Best of the West: Wildfire risks for western lands; Wyoming recognized for stunning scenery; states confront invasive species

Wildfires, The West

The Western Governors' Association keeps you updated on news of the West. Here are the western stories for the week starting June 3, 2019 that you don't want to miss.

Billions of acres of land are susceptible to catastrophic wildfire, according to U.S. Forest Service Chief Vicki Christiansen. As blazes become more frequent and ongoing, the idea of a clearly defined season for wildfire is ending. “There’s not any place that we’re really at a fire season,” she said.  

The agency is prioritizing treatment and mitigation, mostly in western states, by thinning trees, clearing fuel materials and using prescribed burns on 80 million acres. In Utah, the Forest Service unveiled the state’s largest logging project in years to clear out beetle-ravaged trees. “By removing these dead spruce we can improve vital community watersheds and reduce the threat of uncharacteristic wildfire,” said Ryan Nehl, supervisor of the Manti-La Sal National Forest.

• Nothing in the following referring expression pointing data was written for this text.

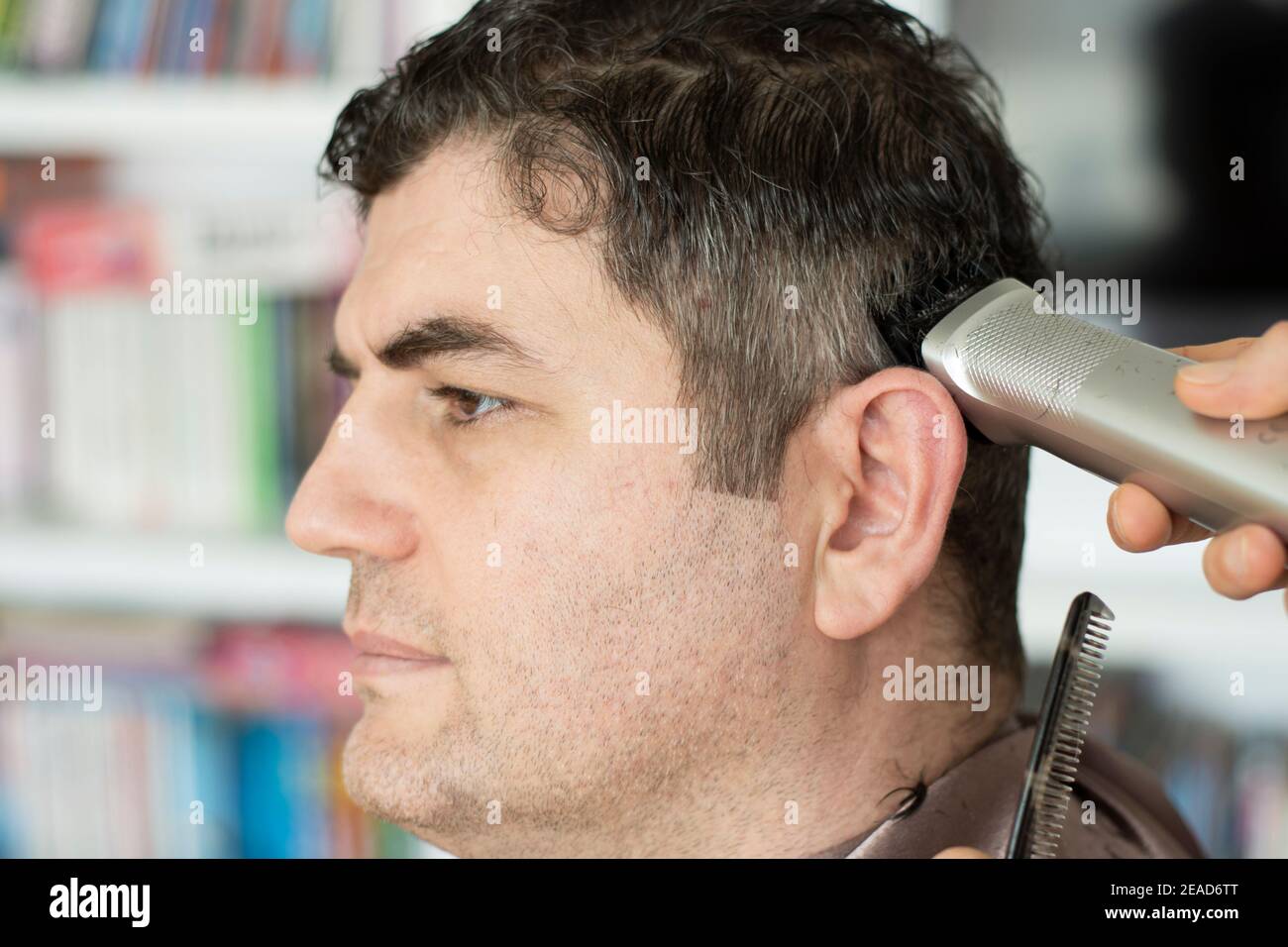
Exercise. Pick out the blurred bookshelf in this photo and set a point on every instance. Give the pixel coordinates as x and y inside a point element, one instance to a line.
<point>142,532</point>
<point>172,431</point>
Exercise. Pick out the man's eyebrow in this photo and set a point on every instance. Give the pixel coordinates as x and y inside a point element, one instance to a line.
<point>434,337</point>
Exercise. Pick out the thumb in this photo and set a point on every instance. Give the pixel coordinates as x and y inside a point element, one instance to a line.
<point>1252,381</point>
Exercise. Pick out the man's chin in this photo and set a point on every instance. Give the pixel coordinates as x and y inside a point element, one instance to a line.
<point>395,779</point>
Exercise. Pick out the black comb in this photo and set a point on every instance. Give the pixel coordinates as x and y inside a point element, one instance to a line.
<point>1061,729</point>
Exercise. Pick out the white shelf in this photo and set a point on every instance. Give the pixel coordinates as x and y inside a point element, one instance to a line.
<point>232,120</point>
<point>241,579</point>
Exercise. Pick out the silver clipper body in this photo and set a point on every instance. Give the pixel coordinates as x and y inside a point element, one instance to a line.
<point>1106,403</point>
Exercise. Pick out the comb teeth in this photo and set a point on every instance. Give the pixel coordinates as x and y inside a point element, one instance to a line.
<point>1063,729</point>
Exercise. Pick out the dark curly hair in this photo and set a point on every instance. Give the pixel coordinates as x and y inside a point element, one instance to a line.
<point>785,144</point>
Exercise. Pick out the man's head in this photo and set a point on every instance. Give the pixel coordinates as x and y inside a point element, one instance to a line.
<point>581,210</point>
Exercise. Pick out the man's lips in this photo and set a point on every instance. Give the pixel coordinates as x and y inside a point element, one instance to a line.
<point>372,643</point>
<point>381,655</point>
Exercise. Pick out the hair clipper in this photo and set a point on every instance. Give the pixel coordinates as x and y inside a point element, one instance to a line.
<point>1106,403</point>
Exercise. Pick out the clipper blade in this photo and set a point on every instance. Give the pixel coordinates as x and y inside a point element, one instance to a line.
<point>1061,729</point>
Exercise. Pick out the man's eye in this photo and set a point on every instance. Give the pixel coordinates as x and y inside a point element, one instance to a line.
<point>467,406</point>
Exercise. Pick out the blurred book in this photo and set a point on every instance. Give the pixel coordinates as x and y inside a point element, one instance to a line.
<point>218,742</point>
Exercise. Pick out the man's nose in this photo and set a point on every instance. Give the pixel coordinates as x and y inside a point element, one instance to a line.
<point>343,509</point>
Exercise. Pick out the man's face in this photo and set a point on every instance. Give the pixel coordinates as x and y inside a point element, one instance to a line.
<point>616,643</point>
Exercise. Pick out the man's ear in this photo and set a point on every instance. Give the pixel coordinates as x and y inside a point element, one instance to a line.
<point>885,460</point>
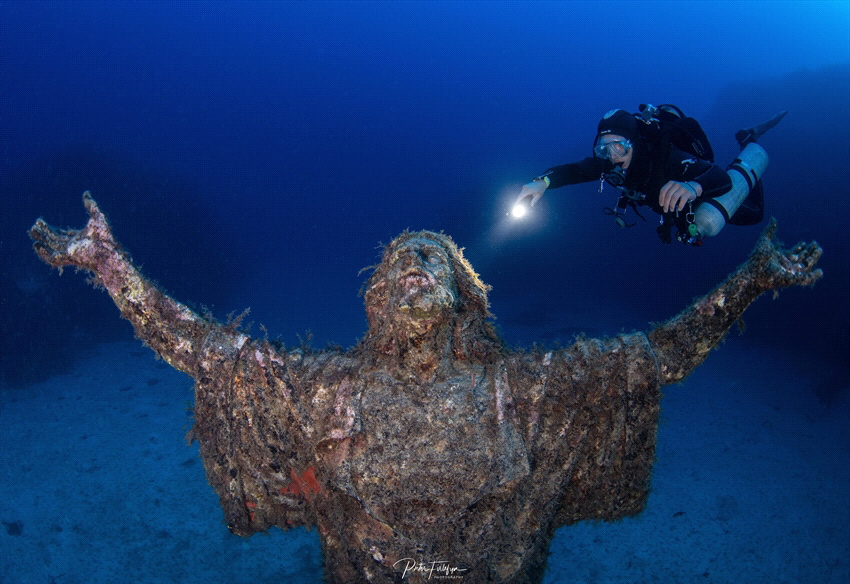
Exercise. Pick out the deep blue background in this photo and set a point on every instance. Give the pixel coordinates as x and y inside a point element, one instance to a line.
<point>256,154</point>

Across the West, native sagebrush is being replaced by invasive cheatgrass, fueling destructive rangeland fires. In northern Nevada, more than 800,000 acres of sagebrush have burned in the past two years. To confront this challenge, the state is poised to allocate additional funding for wildfire prevention and recovery.  

Protection from Feral Pigs: Invasive feral swine, already a significant challenge for Canada, are keeping Montana land managers on edge as they creep closer to the border. “Wild pigs can cause soil erosion, degrade water quality, destroy crops, and prey on small mammals, amphibians and birds," said researcher Ruth Aschim. Learn more by watching the WGA workshop session, International Coordination on Feral Swine Management.

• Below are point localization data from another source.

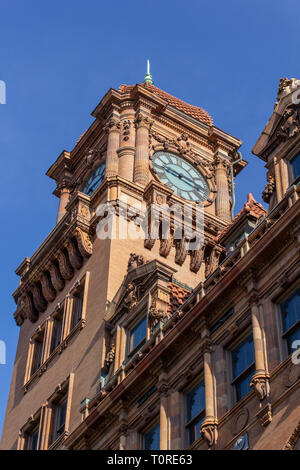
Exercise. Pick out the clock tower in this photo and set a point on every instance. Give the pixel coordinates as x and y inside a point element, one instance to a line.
<point>85,303</point>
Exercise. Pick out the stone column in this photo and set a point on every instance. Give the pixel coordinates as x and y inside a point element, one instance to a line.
<point>112,159</point>
<point>127,143</point>
<point>223,208</point>
<point>260,378</point>
<point>63,189</point>
<point>141,163</point>
<point>175,421</point>
<point>163,390</point>
<point>209,426</point>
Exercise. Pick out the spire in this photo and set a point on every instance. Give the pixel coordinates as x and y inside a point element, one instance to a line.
<point>148,76</point>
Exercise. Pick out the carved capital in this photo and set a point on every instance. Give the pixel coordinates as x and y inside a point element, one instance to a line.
<point>209,431</point>
<point>48,289</point>
<point>181,251</point>
<point>259,383</point>
<point>65,267</point>
<point>74,256</point>
<point>113,125</point>
<point>143,121</point>
<point>85,245</point>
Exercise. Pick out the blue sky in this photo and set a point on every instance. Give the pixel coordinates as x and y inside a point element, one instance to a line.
<point>59,58</point>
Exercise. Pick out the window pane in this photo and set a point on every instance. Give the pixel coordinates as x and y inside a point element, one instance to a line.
<point>242,387</point>
<point>290,338</point>
<point>33,440</point>
<point>291,310</point>
<point>296,165</point>
<point>138,333</point>
<point>77,310</point>
<point>56,333</point>
<point>195,401</point>
<point>194,430</point>
<point>61,418</point>
<point>151,439</point>
<point>242,357</point>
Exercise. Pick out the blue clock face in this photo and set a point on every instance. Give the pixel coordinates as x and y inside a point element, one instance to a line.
<point>94,180</point>
<point>180,176</point>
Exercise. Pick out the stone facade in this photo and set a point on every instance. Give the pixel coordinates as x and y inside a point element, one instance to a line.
<point>198,304</point>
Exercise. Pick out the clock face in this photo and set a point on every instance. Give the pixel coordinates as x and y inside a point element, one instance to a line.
<point>94,180</point>
<point>180,176</point>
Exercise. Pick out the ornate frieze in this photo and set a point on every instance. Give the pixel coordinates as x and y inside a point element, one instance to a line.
<point>37,292</point>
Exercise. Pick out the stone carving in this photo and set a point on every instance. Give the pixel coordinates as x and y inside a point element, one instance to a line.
<point>293,439</point>
<point>149,243</point>
<point>47,287</point>
<point>143,121</point>
<point>135,261</point>
<point>241,443</point>
<point>130,299</point>
<point>196,259</point>
<point>85,245</point>
<point>291,123</point>
<point>213,261</point>
<point>259,383</point>
<point>209,432</point>
<point>113,125</point>
<point>181,143</point>
<point>181,251</point>
<point>165,246</point>
<point>269,189</point>
<point>156,314</point>
<point>65,267</point>
<point>265,414</point>
<point>286,86</point>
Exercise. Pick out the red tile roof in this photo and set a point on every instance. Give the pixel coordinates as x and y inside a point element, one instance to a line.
<point>177,297</point>
<point>251,207</point>
<point>194,111</point>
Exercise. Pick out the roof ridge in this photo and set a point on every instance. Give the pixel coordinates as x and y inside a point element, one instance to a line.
<point>195,111</point>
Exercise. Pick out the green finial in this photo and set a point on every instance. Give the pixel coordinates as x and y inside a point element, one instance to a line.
<point>148,76</point>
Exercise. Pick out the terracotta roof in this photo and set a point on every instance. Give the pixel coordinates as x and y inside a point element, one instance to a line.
<point>177,296</point>
<point>194,111</point>
<point>251,207</point>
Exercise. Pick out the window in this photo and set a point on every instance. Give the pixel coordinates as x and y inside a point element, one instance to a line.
<point>32,439</point>
<point>59,418</point>
<point>296,166</point>
<point>57,330</point>
<point>37,352</point>
<point>77,302</point>
<point>290,311</point>
<point>195,411</point>
<point>138,335</point>
<point>151,438</point>
<point>243,366</point>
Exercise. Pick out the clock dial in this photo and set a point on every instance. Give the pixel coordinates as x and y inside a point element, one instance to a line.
<point>180,176</point>
<point>94,180</point>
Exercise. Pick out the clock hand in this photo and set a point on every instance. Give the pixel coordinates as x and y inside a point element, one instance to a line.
<point>182,177</point>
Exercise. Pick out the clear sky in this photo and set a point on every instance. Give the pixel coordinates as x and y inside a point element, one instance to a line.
<point>59,58</point>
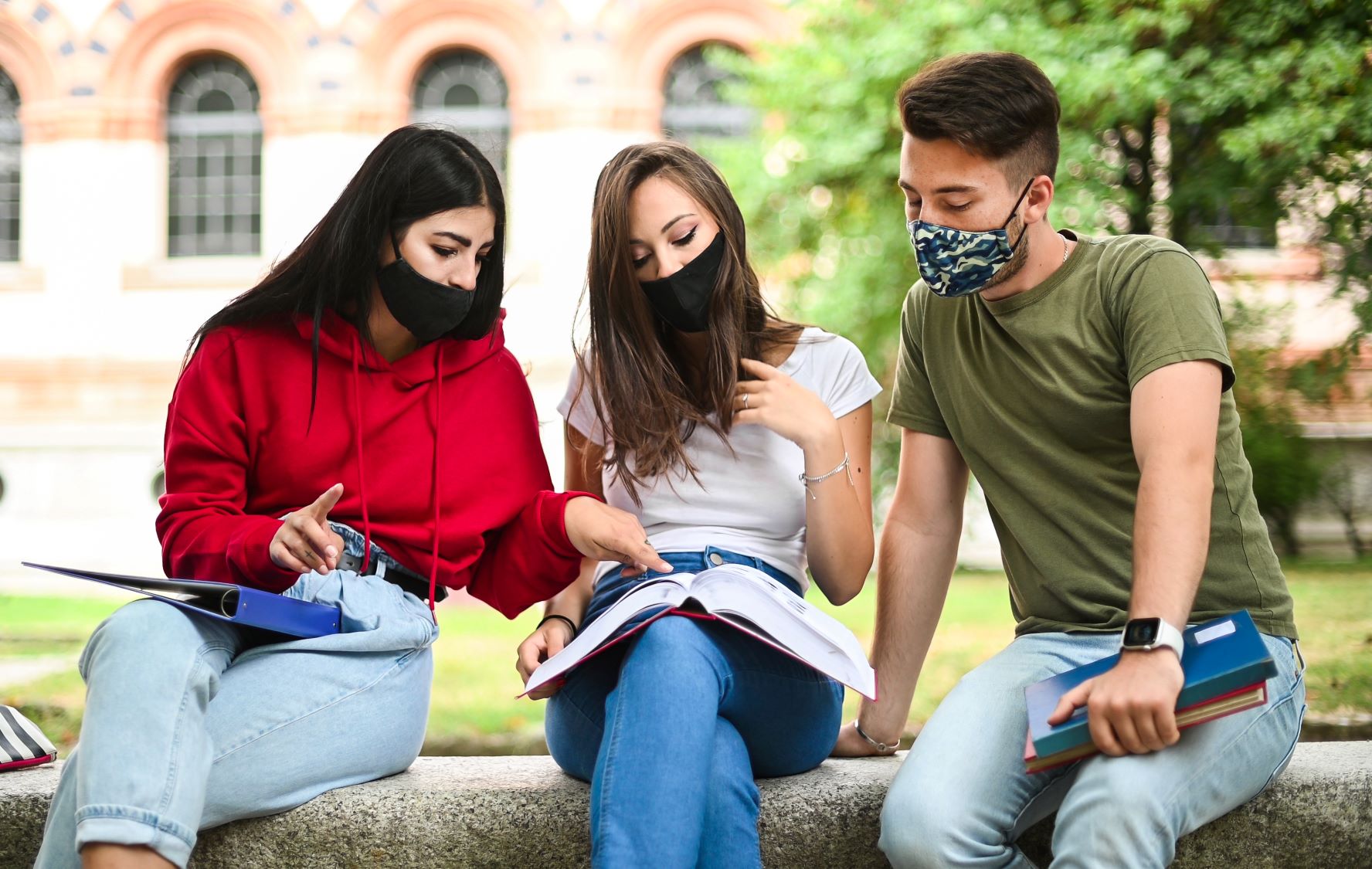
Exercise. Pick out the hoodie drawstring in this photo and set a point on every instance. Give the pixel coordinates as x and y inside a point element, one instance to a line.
<point>361,460</point>
<point>438,466</point>
<point>438,473</point>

Cowboy State Close-Up: For the first time in its history, the top three prize winners and most popular fan favorite of the National Park Foundation’s Share the Experience photo competition were all taken in Wyoming. More than 1,400 amateur photographers submitted their shots from federal recreation sites, wildlife refuges and national forests to the annual competition. View the winning snapshots. 

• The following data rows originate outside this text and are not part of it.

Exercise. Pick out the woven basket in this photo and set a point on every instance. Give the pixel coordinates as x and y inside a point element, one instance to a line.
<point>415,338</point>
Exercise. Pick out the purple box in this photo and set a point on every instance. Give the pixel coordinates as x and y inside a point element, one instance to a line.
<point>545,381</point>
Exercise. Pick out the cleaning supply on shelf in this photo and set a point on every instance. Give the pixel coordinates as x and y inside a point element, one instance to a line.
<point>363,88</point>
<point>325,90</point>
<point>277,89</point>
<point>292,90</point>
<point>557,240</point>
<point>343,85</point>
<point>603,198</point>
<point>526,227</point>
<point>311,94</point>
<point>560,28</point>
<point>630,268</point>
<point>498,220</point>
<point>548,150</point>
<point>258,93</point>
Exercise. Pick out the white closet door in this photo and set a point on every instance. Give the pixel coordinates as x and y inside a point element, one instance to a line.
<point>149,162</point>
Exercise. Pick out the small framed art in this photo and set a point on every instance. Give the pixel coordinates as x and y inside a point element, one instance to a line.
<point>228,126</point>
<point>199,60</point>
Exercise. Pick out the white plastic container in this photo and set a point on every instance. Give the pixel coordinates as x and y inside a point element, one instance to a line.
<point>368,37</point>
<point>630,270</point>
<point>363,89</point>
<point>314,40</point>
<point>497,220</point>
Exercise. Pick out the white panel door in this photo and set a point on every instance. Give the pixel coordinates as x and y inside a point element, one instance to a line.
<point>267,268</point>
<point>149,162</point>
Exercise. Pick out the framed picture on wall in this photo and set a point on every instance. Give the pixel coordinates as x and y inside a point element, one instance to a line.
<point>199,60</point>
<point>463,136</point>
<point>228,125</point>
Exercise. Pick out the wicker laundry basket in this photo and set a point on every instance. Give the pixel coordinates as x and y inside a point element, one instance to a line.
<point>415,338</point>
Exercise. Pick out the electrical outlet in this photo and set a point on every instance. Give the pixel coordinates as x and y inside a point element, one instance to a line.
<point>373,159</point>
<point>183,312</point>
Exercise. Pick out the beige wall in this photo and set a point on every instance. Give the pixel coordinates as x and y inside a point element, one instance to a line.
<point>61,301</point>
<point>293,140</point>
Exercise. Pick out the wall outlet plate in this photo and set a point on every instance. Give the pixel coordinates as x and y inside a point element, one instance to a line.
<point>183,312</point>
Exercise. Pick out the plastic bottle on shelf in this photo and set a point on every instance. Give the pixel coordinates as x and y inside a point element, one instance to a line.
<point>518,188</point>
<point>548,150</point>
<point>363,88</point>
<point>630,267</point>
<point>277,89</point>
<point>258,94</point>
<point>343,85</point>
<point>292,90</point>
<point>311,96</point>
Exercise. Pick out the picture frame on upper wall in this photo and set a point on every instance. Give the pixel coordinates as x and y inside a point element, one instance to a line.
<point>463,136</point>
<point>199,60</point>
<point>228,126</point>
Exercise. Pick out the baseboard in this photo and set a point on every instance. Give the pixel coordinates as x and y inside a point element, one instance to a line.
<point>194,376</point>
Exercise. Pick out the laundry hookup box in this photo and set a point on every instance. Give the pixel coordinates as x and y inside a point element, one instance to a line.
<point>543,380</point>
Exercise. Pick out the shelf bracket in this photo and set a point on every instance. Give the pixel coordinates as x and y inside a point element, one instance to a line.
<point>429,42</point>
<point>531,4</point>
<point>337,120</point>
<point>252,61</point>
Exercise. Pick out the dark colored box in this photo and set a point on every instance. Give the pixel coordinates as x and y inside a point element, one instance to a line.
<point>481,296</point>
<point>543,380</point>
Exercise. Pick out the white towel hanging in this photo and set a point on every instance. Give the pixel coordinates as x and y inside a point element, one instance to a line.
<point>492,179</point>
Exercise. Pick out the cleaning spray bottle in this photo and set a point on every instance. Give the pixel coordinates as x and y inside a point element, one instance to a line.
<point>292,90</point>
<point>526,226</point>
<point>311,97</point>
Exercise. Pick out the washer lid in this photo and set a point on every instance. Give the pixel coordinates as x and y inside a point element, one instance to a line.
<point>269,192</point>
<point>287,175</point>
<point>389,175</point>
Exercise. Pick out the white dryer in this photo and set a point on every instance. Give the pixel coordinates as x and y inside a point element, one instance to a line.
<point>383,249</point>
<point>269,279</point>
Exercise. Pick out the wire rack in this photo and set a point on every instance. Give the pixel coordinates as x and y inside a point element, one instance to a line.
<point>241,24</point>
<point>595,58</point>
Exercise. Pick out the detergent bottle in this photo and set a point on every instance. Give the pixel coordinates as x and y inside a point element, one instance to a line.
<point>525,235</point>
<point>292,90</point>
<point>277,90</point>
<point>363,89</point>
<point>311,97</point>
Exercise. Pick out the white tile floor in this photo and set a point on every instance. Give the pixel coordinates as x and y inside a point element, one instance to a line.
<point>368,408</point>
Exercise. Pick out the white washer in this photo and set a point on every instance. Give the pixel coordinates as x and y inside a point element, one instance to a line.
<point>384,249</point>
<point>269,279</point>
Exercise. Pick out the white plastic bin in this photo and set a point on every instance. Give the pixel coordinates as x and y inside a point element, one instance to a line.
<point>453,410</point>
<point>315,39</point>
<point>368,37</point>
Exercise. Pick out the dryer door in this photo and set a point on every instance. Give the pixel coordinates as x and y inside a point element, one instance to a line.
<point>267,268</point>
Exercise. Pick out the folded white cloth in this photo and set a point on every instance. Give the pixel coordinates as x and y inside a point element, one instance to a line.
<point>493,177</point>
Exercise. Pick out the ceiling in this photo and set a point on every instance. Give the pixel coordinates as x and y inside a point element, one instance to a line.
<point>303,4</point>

Pulling Out the Stops for Salmon: To save the Columbia River salmon, Pacific Northwest scientists are taking aim at invasive pike. “Native species here haven’t evolved to deal with a predator that’s quite like pike,” said Travis Rehm, a fisheries biologist with the Spokane Tribe of Indians. Learn about the “all hands-on deck” approach by six agencies to confront the toothy invader. 

An Early American Environmental Pioneer: George Bird Grinnell, one of America’s “greatest conservationists,” is remembered in a new biography by John Taliaferro. Born in 1849, Grinnell was instrumental in early western wildlife habitat preservation efforts, as well as the founding of the Audubon Society and Boone and Crockett Club.